What was it you said he said about the desert?
The way it looks like underwater, only without the water,
— the different names for bloom.
The child to my right, not yet 10, and thinking how to make a buck.
His approach, like mine at that age, buying baseball cards and, like all of us,
collecting the names of strangers for later use. He played machine pitch.
I smiled at the red that only a uniform can be.

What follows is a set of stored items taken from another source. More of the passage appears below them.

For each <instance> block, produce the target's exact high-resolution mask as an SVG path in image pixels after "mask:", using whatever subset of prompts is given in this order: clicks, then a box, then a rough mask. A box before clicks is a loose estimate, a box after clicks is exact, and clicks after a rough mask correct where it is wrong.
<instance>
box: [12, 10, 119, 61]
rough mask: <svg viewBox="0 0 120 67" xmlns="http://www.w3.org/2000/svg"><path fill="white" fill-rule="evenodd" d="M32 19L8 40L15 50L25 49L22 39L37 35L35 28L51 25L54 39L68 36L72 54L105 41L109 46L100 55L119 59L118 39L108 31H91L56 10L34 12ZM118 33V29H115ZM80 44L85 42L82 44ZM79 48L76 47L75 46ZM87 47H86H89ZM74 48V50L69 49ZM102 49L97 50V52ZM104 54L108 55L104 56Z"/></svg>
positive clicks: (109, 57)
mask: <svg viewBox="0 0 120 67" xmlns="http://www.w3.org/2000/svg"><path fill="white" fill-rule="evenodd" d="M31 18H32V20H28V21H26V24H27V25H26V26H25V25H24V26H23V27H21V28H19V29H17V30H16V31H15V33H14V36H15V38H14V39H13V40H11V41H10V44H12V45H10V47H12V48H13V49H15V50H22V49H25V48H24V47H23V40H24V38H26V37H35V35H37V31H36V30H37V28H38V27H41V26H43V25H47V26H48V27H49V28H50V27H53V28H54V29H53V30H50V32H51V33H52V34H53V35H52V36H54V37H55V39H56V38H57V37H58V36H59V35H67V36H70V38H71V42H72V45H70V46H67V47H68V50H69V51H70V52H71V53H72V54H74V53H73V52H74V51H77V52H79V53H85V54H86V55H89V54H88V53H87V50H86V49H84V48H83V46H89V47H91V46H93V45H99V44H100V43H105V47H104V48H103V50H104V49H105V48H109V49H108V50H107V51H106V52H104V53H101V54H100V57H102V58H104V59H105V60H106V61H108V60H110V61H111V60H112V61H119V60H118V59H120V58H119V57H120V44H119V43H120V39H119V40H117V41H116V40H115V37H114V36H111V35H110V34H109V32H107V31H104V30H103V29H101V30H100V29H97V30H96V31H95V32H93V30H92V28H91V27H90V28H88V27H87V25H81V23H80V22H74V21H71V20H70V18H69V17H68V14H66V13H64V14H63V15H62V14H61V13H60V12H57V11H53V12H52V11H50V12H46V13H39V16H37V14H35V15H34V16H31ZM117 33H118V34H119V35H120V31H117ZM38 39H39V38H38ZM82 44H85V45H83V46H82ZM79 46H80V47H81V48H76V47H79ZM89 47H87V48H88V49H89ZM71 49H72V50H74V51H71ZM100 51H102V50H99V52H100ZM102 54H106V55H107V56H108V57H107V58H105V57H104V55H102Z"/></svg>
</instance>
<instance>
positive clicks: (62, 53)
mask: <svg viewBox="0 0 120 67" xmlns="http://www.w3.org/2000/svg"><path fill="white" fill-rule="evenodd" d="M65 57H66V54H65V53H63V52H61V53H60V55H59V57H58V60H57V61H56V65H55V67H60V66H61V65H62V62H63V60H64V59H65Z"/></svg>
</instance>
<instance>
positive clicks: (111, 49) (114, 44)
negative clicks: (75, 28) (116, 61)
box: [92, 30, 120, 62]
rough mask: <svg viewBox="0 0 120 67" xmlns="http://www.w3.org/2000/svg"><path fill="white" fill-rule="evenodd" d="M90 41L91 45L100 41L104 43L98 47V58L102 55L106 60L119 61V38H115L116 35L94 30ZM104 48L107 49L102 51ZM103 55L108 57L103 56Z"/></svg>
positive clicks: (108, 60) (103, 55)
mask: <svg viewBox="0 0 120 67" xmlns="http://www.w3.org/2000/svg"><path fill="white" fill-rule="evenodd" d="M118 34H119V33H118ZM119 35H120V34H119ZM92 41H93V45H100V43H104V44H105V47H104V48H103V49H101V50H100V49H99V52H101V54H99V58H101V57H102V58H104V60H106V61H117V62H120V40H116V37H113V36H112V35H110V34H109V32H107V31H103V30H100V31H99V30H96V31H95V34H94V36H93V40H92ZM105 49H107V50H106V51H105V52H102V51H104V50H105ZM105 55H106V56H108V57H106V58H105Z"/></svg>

The man stood needle distance from a towering cactus,
a phone a sentinel between them. Blossoms beginning
from its royal crown.
Here, there are
ten thousand ways
to see.
Hills hear moonlight just like mountains do. Strange this
costume that the trees wear.
Wannabe fever tree.
Yesterday, we drove through desolation. A place
that turned people into tumbleweeds.
Another night where
they said to expect snow and, well,
mud instead.
A pine tree looks
made by a feather or a brush. Needles
on the ground as long as an evening.
Waking up today is like any other
First the pond sings.
There’s a tree here that no one can name.
Hair like fire in winter.
Golden, unadorned.
If I could move like light’s
imprecise brush, doctoring the edges
of the sky, softening.
Snow field and a white calf,
patrolling as if uniformed.
Sun hung high overhead so its’ puddling black
is the only sign of movement.
Some feline with a name like Georgia and wrists
like your mother left these prints in the snow. I’d follow
them, but I wouldn’t want to get there if waiting
was just the middle of their story.
So far I’ve seen the sun fall
into the crown of a ponderosa
day after day.
It’s morning, for certain.
Yet, the color
is all wrong.
In that opaque purple — pre-dawn — house lights on, just
so. Out the window I swear I see a new mountain:
hunched and protruding, only it’s my reflection.
I wish I’d chosen other words.
Hi! It’s been a few weeks. I’ve been travelling around the Southwest for family and work. Unfortunately, it made writing a bit less predictable, but I logged a handful of observations over the last 12 days that made me want to try an experiment in form. I was recently reading Braided Creek: A Conversation in Poetry by Jim Harrison and Ted Kooser. This poetic conversation is a volley of short observations, stanzas, turns of phrase that somehow builds to compounding effect. When I looked back at my notebook for the last two weeks, there was a lot of nonsense, but then there were some nuggets of something here and there. I decided to try and put them all together in a sequence of sorts.
I recently talked with my dad about how much I love the sound of an orchestra tuning before they play a piece—in some ways, this piece is after that effect.
I spent a fair amount of time at my mom’s art show in Arizona, which likely inspired the “ten thousand ways to see” part. Also, this Daylight Savings Time has been weirdly pronounced which is likely a catalyst for all the morning and evening imagery.
Because of the length and the stutter step nature of this piece, I’m not going to do a recording for this one. Sorry :)



With gratitude,
An ocean without the water. So good.
Loved the new form. I felt like I had a full snapshot of the travels. I can’t tell if it’s the mood I’m feeling or lifted from the poem, but I read two travel poems in a row and both had this palpable sense of longing. It felt like stretching to try and see over the horizon but it was the same line everyday. Really powerful.